See 17 for PATIENT COUNSELING INFORMATION and Medication Guide.
Revised: 2/2024
Full Prescribing Information
1. Indications and Usage for Zenpep
ZENPEP® is indicated for the treatment of exocrine pancreatic insufficiency in adult and pediatric patients.
2. Zenpep Dosage and Administration
2.1 Important Dosing Information
ZENPEP is a mixture of enzymes including lipases, proteases, and amylases. ZENPEP dosing is based on lipase units.
- •
- Use either an actual body weight or fat ingestion-based dosing scheme.
- •
- Start at the lowest recommended dosage and individualize the dosage based on clinical symptoms, the degree of steatorrhea present, and the fat content of the diet. Changes in dosage may require an adjustment period of several days.
- •
- Do not exceed 2,500 lipase units/kg/meal, 10,000 lipase units/kg/day, or 4,000 lipase units/g fat ingested/day in adult and pediatric patients greater than 12 months of age without further investigation [see Warnings and Precautions (5.1)].
- •
- The total daily dosage in adult and pediatric patients greater than 12 months of age should reflect approximately three meals plus two or three snacks per day. With each snack, administer approximately half the prescribed ZENPEP dose for a meal.
- •
- Do not substitute other pancreatic enzyme products for ZENPEP. When switching from another pancreatic enzyme product to ZENPEP, monitor patients for clinical symptoms of exocrine pancreatic insufficiency and titrate the dosage as needed.
2.2 Recommended Dosage
Adult and Pediatric Patients Greater than 12 Months of Age
The recommended oral initial starting dosage is:
- •
- 500 lipase units/kg/meal for adult and pediatric patients 4 years of age and older.
- •
- 1,000 lipase units/kg/meal for pediatric patients greater than 12 months of age to less than 4 years of age.
If signs and symptoms of malabsorption persist, increase the dosage. Titrate to either 2,500 lipase units/kg/meal, 10,000 lipase units/kg/day, or less than 4,000 lipase units/grams of fat ingested/day. Higher dosages may be administered if they are documented to be effective by fecal fat measures or an improvement in signs or symptoms of malabsorption including measures of nutritional status.
Pediatric Patients Birth to 12 Months of Age
The recommended oral dosage is 3,000 lipase units per 120 mL of formula or per breast-feeding.

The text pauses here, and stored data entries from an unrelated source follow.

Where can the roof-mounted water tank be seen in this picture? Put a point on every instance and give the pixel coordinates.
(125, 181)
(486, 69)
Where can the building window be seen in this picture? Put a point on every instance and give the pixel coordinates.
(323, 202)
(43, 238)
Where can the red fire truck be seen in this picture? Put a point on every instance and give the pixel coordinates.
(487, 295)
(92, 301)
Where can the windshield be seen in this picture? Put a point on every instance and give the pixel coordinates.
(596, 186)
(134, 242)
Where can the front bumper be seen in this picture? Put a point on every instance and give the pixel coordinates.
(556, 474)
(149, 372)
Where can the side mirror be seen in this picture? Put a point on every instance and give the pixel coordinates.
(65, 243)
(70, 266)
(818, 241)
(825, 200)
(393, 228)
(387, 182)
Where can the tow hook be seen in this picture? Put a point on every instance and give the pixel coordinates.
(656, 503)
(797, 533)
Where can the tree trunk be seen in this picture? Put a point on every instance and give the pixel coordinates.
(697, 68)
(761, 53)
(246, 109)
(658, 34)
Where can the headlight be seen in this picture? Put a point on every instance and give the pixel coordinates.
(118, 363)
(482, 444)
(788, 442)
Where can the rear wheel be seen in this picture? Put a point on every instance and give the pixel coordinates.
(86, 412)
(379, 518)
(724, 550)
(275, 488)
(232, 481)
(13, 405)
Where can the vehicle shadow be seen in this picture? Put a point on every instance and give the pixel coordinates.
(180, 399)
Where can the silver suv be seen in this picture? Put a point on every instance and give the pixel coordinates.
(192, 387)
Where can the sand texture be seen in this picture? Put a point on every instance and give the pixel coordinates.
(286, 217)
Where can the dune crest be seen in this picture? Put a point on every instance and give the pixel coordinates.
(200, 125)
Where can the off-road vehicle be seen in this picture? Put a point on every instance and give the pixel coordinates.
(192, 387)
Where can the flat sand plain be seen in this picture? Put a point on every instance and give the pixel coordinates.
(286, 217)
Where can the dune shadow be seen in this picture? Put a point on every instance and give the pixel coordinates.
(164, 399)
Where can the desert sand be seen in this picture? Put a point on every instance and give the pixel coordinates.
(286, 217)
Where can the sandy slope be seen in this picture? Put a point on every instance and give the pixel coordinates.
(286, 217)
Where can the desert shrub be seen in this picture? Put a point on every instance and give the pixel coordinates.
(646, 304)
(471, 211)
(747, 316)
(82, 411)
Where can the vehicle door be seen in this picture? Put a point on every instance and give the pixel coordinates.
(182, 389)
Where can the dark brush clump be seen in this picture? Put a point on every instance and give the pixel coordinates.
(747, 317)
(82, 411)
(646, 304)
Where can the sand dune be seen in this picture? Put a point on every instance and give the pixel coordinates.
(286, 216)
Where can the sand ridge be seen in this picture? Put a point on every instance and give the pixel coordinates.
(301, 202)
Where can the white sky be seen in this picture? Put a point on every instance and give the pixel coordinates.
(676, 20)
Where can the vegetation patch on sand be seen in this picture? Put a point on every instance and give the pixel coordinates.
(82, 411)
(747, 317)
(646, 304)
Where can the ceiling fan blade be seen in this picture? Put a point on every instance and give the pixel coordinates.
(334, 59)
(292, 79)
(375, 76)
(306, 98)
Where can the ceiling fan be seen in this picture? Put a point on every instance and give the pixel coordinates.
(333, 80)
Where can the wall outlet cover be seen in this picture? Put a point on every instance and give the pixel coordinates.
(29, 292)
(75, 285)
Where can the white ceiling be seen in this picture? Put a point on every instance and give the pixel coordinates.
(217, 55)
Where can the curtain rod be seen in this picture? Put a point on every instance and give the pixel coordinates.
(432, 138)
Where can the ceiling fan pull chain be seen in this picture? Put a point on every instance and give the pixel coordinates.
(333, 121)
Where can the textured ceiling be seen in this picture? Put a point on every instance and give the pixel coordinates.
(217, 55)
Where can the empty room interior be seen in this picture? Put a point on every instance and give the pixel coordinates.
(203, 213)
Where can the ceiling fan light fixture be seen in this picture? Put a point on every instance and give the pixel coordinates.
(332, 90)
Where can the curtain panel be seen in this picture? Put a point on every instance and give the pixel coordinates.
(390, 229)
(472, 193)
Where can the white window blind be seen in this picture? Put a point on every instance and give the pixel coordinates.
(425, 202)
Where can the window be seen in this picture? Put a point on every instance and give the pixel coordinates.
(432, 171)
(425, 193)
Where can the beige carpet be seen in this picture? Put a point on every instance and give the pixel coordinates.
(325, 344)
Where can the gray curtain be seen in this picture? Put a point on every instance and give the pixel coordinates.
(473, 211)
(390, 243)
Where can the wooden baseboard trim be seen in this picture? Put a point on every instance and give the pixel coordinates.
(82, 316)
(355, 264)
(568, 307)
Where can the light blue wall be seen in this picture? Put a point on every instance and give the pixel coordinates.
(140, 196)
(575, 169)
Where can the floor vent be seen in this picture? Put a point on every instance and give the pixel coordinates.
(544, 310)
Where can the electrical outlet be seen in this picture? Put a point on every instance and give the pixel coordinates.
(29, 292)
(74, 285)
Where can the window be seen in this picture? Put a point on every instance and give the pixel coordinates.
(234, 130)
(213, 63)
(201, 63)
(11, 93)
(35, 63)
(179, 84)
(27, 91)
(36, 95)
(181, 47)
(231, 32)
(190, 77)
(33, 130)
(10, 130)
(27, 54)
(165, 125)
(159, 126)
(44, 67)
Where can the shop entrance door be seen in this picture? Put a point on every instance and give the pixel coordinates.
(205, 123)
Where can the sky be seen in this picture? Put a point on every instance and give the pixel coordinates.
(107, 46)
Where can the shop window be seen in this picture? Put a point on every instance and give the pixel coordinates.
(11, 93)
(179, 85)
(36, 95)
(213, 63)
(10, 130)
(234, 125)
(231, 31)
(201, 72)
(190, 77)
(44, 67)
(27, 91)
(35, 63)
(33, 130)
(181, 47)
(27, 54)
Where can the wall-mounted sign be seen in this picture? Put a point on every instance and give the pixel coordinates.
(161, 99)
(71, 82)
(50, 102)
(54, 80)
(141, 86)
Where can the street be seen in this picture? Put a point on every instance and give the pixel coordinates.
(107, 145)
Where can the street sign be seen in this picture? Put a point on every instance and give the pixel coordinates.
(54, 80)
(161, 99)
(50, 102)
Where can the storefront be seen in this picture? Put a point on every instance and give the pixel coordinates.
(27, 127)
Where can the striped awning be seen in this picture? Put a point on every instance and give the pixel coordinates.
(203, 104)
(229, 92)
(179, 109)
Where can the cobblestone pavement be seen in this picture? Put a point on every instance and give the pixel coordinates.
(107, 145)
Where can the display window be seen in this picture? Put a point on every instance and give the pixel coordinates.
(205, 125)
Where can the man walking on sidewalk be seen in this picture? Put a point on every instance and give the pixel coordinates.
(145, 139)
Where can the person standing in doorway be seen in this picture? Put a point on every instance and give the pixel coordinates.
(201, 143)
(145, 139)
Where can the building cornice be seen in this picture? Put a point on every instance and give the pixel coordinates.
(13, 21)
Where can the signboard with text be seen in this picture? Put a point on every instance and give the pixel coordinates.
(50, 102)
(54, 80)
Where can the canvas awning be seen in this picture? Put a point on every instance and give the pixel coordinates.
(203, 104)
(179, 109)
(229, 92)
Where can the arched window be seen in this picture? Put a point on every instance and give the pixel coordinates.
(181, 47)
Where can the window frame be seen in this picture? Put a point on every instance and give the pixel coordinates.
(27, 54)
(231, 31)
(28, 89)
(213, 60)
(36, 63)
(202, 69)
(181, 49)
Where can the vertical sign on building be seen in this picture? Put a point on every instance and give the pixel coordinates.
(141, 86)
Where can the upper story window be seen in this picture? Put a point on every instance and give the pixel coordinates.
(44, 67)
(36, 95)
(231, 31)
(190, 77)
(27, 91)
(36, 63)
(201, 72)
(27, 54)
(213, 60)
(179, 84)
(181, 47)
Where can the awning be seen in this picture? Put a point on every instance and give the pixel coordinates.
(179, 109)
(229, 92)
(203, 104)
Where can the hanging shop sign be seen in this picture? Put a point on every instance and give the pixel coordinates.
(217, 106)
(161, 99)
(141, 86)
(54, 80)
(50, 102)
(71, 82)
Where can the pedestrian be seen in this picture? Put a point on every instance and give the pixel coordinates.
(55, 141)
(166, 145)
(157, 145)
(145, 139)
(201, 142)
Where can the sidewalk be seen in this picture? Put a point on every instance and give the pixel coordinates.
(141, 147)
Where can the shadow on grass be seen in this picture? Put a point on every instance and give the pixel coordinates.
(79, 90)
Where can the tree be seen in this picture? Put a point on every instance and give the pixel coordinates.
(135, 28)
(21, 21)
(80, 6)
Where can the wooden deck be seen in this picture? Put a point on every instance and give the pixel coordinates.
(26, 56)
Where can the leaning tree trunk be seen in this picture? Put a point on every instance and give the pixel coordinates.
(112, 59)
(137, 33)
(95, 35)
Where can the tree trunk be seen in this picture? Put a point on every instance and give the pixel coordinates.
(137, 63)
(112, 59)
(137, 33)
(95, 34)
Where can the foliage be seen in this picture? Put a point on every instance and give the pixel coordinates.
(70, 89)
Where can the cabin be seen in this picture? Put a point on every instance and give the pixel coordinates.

2.3 Preparation and Administration Instructions
Instruct adult and pediatric patients greater than 12 months of age, or their caregivers, of the following:
- •
- Take ZENPEP during meals or snacks. If a dose is missed, take the next dose with the next meal or snack.
- •
- Swallow capsules whole.
- •
- For patients who are unable to swallow intact capsules, carefully open the capsules and sprinkle the entire contents on a small amount of acidic soft food with a pH of 4.5 or less (e.g., commercially available preparations of applesauce, bananas, or pears). Consume the entire mixture immediately.
- •
- Do not crush or chew ZENPEP capsules or capsule contents.
- •
- Consume sufficient liquids (water or juice) to ensure complete swallowing of ZENPEP [see Warnings and Precautions (5.2)].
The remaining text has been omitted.